En effet, plusieurs attaques contre les systèmes informatiques des hôtels passent par des demandes qui peuvent sembler anodines de la part des clients.
« Un exemple qu’on voit depuis longtemps, c’est la personne qui cherche à faire imprimer un document à partir d’une clé USB ou d’un courriel, et qui va réussir à accéder aux systèmes de cette façon », explique Steve Dion. Une fois à l’intérieur des systèmes, le fraudeur aura accès aux données de l’entreprise et pourra s’en servir pour commettre des fraudes plus sophistiquées, ou encore commettre de l’extorsion à l’aide de rançongiciel.
Prouver le consentement
La majorité des stratagèmes visant l’industrie hôtelière passent toutefois par les cartes de crédit, et plus particulièrement la rétrofacturation, explique Maxime Roger, directeur chez Mews : « Un des cas de figure le plus simple vient du client qui conteste les frais d’annulations en prétextant ne jamais avoir fait la réservation ».
Dans les dernières années, les variations sur ce type de fraudes se sont multipliées : certains clients contestent la facturation pour les dommages qu’ils ont causés à leur chambre, les frais additionnels encourus durant le séjour, ou même l’entièreté des coûts de leur visite.

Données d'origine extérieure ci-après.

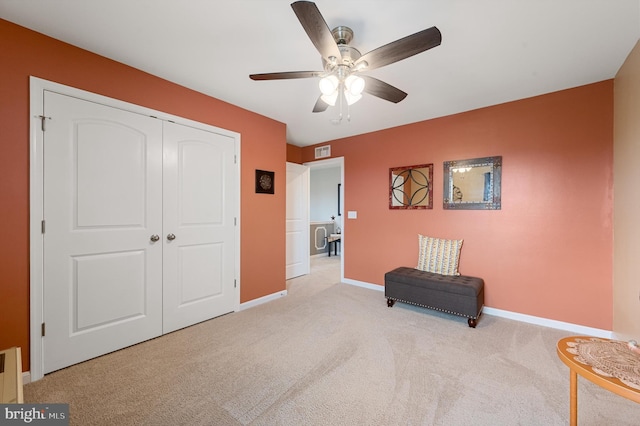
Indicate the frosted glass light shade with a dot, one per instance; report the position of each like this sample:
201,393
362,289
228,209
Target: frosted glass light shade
328,84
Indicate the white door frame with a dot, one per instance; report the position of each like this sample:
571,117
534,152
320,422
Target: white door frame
336,162
36,190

Ce type de stratégie aurait d’ailleurs été en forte hausse depuis l’été dernier au Québec, selon Véronyque Tremblay présidente de l’Association Hôtellerie du Québec (AHQ). « Pour se prémunir de ces tentatives, l’hôtelier doit être capable de prouver qu’il avait le consentement de son client pour faire la transaction, ce qui devrait être simple, mais malheureusement ce n’est pas toujours le cas ».

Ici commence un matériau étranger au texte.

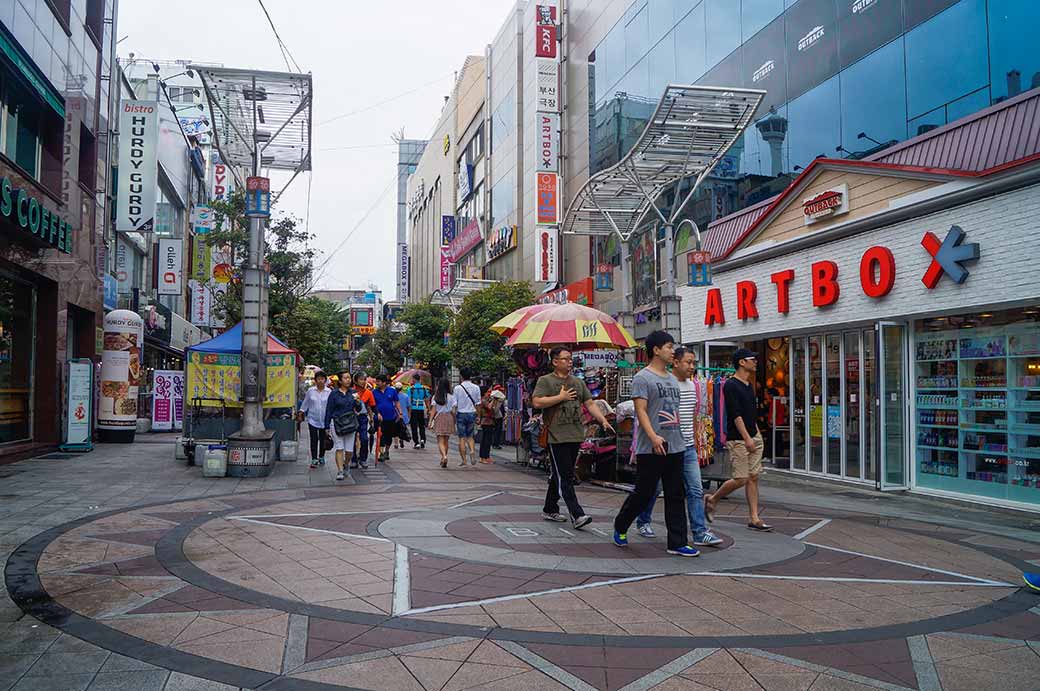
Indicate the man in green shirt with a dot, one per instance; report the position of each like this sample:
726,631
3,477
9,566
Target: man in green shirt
561,397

Par exemple, prouver que la transaction était légitime peut s’avérer très difficile si elle a été faite au téléphone ou si le client s’est contenté de payer avec sa carte de crédit par contact. « Idéalement, les transactions en personne devraient se faire à l’aide du numéro d’identification personnel (NIP), c’est vraiment la façon la plus sûre de se protéger pour les commerçants », remarque Maxime Roger.
Vérifier l’identité
Si ces stratagèmes peuvent fonctionner, c’est aussi parce que plusieurs fraudeurs se servent des hôtels pour tenter de faire du profit avec des cartes de crédit volées, remarque Steve Dion. « Une chose qu’on voit souvent, ce sont des clients qui réservent sur une carte de crédit volée avant d’annuler en tentant de se faire rembourser sur une autre carte de crédit », remarque-t-il.
Un stratagème qui peut s’avérer très dommageable pour les commerçants, car il empêche souvent de louer les chambres à de vrais clients. « Certains hôtels ont fait l’objet de ce type d’attaques à répétition, et souvent les réservations frauduleuses étaient pour plusieurs jours et même plusieurs semaines. Ça peut rapidement représenter de très grandes pertes pour l’hôtelier », explique Véronyque Tremblay.

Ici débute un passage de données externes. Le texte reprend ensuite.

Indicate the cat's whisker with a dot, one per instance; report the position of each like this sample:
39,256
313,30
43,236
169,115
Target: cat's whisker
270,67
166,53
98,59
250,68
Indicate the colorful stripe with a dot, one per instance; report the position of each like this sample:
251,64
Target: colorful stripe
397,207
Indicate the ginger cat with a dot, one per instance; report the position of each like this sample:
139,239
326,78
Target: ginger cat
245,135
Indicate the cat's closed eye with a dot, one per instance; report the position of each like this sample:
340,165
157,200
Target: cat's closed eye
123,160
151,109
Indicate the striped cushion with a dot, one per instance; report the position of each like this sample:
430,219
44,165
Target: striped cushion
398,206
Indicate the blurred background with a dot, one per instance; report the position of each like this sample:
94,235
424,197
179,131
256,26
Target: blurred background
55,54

Souvent, les commerçants font confiance aux différentes plateformes de réservation en ligne pour contrôler l’identité des personnes à l’origine des transactions et se retrouvent ensuite avec de mauvaises surprises, prévient Maxime Roger.
« En même temps, la technologie permet aussi de faire les choses de façon très sécuritaire et efficace. L’important est de s’assurer que les solutions mises en place correspondent aux besoins particuliers des hôteliers », remarque-t-il.
Rester à l’affut des stratagèmes
Toutefois, le meilleur système est aussi bon que les humains qui l’opèrent, préviennent les spécialistes. « Ça bouge tellement vite ! Même les vieux routiers qui travaillent dans l’industrie depuis longtemps peuvent se faire prendre. C’est vraiment important de garder les employés à l’affut des dernières techniques », prévient Véronyque Tremblay.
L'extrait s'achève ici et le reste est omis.